Oura Ring 4 drops to $226 on Prime Day after Ring 5 launch
Oura Ring 4 fell to as low as $226 on Amazon after Ring 5 arrived June 4, a steep drop from its $349 launch price.

Oura Ring 4 has become a fast-moving marker of how quickly health-tech hardware loses value once a new model lands. With Oura Ring 5 now on the market and Amazon listing the older ring at as low as $226 in most sizes and color schemes, the first major price cut on the previous generation has turned into a clear snapshot of the smart-ring market.
The discount is sharp against the ring’s original $349 launch price. Amazon’s listings showed Oura Ring 4 available across multiple sizes and finishes, including gold, silver, black and rose gold, with some entries carrying Prime-exclusive pricing and signs of strong recent sales activity. That combination suggests the older device remains a live part of the category, not a dead-end clearance item.

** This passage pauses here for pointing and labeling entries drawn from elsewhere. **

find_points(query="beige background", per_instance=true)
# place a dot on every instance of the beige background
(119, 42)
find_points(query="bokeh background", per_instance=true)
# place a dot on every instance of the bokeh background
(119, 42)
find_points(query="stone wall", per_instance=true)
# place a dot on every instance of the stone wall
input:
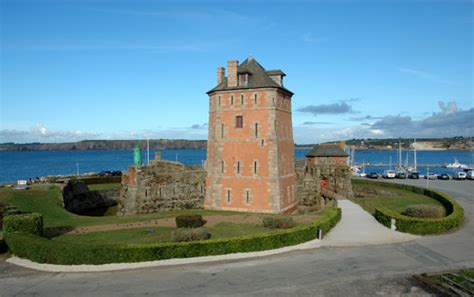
(165, 185)
(161, 186)
(318, 184)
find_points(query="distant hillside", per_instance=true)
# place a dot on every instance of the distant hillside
(455, 143)
(105, 145)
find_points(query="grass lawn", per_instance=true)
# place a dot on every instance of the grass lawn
(105, 187)
(397, 201)
(158, 234)
(46, 200)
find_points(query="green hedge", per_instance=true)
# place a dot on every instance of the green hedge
(101, 180)
(453, 219)
(43, 250)
(26, 223)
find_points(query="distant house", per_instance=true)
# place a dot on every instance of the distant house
(327, 154)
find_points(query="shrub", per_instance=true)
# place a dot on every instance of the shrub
(190, 221)
(43, 250)
(278, 222)
(25, 223)
(186, 234)
(453, 219)
(424, 211)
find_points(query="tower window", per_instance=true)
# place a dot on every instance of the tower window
(243, 79)
(239, 121)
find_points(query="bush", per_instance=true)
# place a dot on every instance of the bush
(278, 222)
(190, 221)
(182, 235)
(42, 250)
(424, 211)
(453, 219)
(25, 223)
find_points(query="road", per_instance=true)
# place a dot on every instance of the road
(382, 270)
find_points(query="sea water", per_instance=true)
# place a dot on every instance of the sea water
(15, 165)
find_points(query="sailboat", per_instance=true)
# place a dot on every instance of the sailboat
(457, 165)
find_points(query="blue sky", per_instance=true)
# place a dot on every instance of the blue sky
(75, 70)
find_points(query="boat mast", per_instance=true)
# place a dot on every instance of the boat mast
(414, 153)
(399, 153)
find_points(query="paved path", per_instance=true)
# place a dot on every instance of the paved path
(357, 227)
(374, 270)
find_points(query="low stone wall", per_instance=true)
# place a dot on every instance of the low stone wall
(165, 185)
(161, 186)
(319, 184)
(77, 197)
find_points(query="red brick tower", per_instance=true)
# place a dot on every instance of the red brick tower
(250, 153)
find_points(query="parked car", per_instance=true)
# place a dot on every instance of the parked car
(401, 175)
(443, 176)
(389, 174)
(461, 175)
(470, 174)
(105, 173)
(373, 175)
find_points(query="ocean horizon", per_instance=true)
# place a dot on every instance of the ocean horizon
(17, 165)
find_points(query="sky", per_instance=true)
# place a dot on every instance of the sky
(82, 69)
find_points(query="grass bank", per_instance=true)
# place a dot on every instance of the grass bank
(46, 200)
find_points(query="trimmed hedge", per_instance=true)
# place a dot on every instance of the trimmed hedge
(278, 222)
(424, 211)
(43, 250)
(190, 234)
(26, 223)
(453, 219)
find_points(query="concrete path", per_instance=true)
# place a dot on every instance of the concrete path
(357, 227)
(373, 270)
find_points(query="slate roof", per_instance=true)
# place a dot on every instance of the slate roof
(258, 77)
(327, 150)
(275, 72)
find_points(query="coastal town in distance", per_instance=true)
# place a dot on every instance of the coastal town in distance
(241, 149)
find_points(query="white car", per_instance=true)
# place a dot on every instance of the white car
(470, 174)
(461, 175)
(389, 174)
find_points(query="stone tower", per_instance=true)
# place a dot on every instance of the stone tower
(250, 152)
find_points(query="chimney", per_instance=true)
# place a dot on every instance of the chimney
(220, 75)
(232, 73)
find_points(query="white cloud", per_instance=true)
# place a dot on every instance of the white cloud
(423, 75)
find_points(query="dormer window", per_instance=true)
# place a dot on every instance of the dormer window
(243, 79)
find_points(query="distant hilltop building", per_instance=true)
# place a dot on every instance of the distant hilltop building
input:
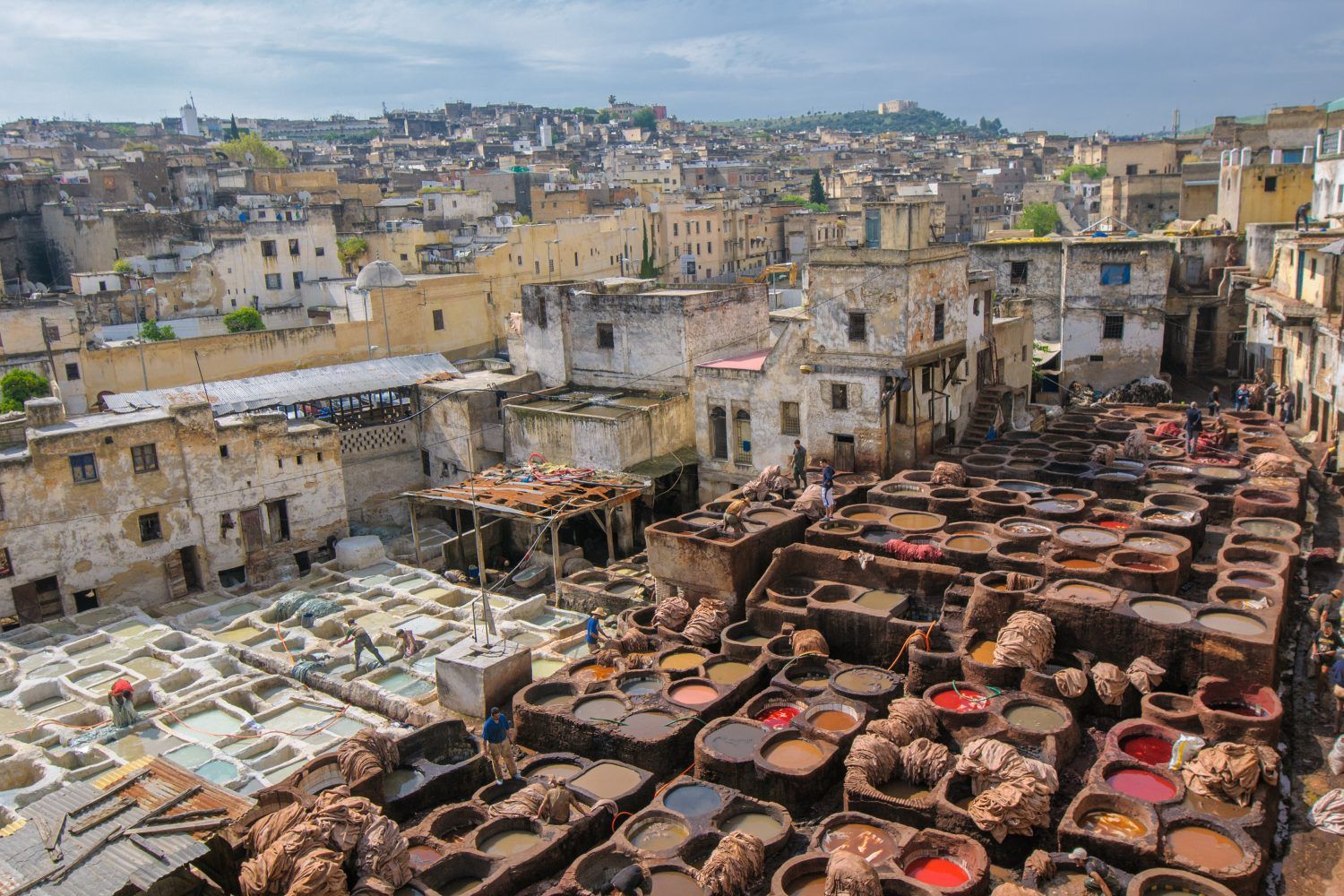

Oura Ring 5 launched on June 4, 2026, and the company positioned it as a major redesign. Oura said the new ring was rebuilt from the inside out, is 40% smaller than Oura Ring 4, and measures 6.09 mm wide and 2.28 mm thick. The company also said Ring 5 has 40% less volume than its predecessor, uses a titanium design and offers up to 9 days of battery life, compared with up to 8 days for Oura Ring 4.
That matters because smart rings sit at the intersection of fashion, sensors and subscription software, where comfort and appearance can be as important as biometric accuracy. Oura has pushed the new model as a more refined successor, but the continued sales of Ring 4 show that many buyers still see value in the older hardware, especially when the savings are large enough to outweigh the incremental design gains.

The company’s own store still carried Oura Ring 4 alongside Oura Ring 5 and the new Oura Ring 4 Ceramic line, reinforcing that the previous generation remains part of Oura’s active lineup. The persistence of multiple tiers, including the membership-priced ecosystem Oura has long used, shows how wearables increasingly depend on a ladder of product refreshes to keep consumers moving up even as last-generation devices remain perfectly usable.